Frequently asked questions

What is a cash-secured put on COLD?
A cash-secured put on COLD is the cash-secured put strategy applied to COLD (stock). The strategy is structurally neutral to slightly bullish: A cash-secured put sells an out-of-the-money put while holding cash equal to the strike-times-100 obligation, keeping the premium when the underlying stays above the strike. With COLD stock trading near $14.30, the strikes shown on this page are snapped to the nearest listed COLD chain strike and the premiums come straight from the end-of-day bid/ask midpoint.
How are COLD cash-secured put max profit and max loss calculated?
Max profit equals premium times 100; max loss equals strike minus premium times 100 (at zero, assuming assignment).
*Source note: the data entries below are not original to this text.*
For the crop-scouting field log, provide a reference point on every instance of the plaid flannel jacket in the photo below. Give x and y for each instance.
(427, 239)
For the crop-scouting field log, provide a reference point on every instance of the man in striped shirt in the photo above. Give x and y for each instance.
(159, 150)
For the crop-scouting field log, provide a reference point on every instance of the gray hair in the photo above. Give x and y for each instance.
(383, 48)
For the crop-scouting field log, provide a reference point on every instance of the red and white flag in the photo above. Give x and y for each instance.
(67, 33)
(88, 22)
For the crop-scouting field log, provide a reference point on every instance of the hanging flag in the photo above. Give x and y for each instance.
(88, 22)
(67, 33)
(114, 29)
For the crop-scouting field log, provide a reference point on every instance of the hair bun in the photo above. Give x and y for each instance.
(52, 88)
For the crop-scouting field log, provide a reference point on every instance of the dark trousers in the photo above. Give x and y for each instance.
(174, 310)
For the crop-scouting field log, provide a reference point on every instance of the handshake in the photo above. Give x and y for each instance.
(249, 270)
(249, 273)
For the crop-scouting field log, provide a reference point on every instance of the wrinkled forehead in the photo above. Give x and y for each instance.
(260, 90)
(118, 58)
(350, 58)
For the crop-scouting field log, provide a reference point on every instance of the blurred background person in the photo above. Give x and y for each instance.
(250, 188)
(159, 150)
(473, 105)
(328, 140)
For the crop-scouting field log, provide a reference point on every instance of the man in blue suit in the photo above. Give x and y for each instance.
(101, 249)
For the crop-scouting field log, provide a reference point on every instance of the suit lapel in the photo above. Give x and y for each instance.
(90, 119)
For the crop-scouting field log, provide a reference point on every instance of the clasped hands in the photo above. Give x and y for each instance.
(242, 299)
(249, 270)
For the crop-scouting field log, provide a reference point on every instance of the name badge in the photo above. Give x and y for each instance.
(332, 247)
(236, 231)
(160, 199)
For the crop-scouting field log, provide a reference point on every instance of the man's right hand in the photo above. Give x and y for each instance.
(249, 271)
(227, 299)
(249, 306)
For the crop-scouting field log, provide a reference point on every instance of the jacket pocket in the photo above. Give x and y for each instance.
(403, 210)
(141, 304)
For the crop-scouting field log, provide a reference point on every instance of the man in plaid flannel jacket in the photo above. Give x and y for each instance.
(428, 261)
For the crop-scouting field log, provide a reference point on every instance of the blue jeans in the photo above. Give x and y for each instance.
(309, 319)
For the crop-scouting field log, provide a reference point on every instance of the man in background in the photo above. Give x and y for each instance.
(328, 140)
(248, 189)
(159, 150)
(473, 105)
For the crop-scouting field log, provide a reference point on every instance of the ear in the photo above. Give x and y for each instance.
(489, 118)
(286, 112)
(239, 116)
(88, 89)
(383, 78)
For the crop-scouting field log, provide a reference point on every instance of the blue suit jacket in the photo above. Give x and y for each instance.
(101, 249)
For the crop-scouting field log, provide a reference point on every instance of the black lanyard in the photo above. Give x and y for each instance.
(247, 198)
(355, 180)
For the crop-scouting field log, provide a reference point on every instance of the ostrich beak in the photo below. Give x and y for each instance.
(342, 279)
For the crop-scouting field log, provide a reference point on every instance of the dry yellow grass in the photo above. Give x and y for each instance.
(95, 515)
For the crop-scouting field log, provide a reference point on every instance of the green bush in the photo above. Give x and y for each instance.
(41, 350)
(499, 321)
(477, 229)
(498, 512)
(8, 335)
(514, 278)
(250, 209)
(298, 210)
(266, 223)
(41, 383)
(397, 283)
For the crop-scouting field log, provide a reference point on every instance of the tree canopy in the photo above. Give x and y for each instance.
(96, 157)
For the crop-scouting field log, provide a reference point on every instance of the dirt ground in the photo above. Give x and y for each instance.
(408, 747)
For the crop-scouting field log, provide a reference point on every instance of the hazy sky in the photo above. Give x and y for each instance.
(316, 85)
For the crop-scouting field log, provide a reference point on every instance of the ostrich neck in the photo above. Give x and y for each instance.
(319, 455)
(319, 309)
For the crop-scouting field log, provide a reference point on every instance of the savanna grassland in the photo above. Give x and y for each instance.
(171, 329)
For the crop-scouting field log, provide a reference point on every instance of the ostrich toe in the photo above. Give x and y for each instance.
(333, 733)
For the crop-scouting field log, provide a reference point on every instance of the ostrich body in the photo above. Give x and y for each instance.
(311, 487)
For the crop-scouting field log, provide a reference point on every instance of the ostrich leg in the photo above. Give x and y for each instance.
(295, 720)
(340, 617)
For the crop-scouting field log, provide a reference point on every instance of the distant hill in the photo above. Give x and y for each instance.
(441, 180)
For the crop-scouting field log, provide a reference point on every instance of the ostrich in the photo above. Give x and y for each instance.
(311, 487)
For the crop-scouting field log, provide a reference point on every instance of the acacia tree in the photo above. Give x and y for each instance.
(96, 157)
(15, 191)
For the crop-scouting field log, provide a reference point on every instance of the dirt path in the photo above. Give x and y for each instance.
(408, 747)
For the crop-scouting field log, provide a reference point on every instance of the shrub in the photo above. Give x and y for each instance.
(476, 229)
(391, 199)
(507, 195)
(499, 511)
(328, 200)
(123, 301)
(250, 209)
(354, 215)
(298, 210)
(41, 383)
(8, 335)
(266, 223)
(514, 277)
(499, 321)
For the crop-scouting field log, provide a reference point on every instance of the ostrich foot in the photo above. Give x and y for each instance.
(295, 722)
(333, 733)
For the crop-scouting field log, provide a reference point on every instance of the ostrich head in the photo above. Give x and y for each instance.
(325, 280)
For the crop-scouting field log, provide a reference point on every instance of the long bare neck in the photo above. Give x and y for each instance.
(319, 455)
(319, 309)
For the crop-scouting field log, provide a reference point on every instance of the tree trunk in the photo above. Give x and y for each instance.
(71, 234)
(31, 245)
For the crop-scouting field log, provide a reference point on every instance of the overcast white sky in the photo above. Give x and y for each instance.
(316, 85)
Breakeven is strike minus premium. For the COLD cash-secured put priced from the end-of-day chain at a 30-day expiry (ATM IV 43.30%), the computed maximum profit is unbounded per contract and the computed maximum loss is unbounded per contract. Live intraday quotes will differ as the chain moves through the trading session.
What is the breakeven for a COLD cash-secured put?
The breakeven for the COLD cash-secured put priced on this page is no defined breakeven on the modeled curve at expiration, derived from end-of-day chain premiums. Breakeven is the underlying price at which the strategy's P&L crosses zero ignoring transaction costs and assignment risk. The current COLD market-implied 1-standard-deviation expected move is approximately 12.41%; if the move sits well outside the breakeven distance, the structure's risk-reward becomes correspondingly tighter.
When should you consider a cash-secured put on COLD?
Cash-secured puts on COLD earn premium while a trader waits to acquire COLD stock at a target strike below the current quote; most attractive when IV is rich and the trader is comfortable owning COLD.
How does current COLD implied volatility affect this cash-secured put?
COLD ATM IV is at 43.30% with IV rank near 15.14%, which is on the low end of its 1-year range. Premium-buying structures (long call, long put, debit spreads) are relatively cheap in this regime; premium-selling structures collect less credit per unit risk.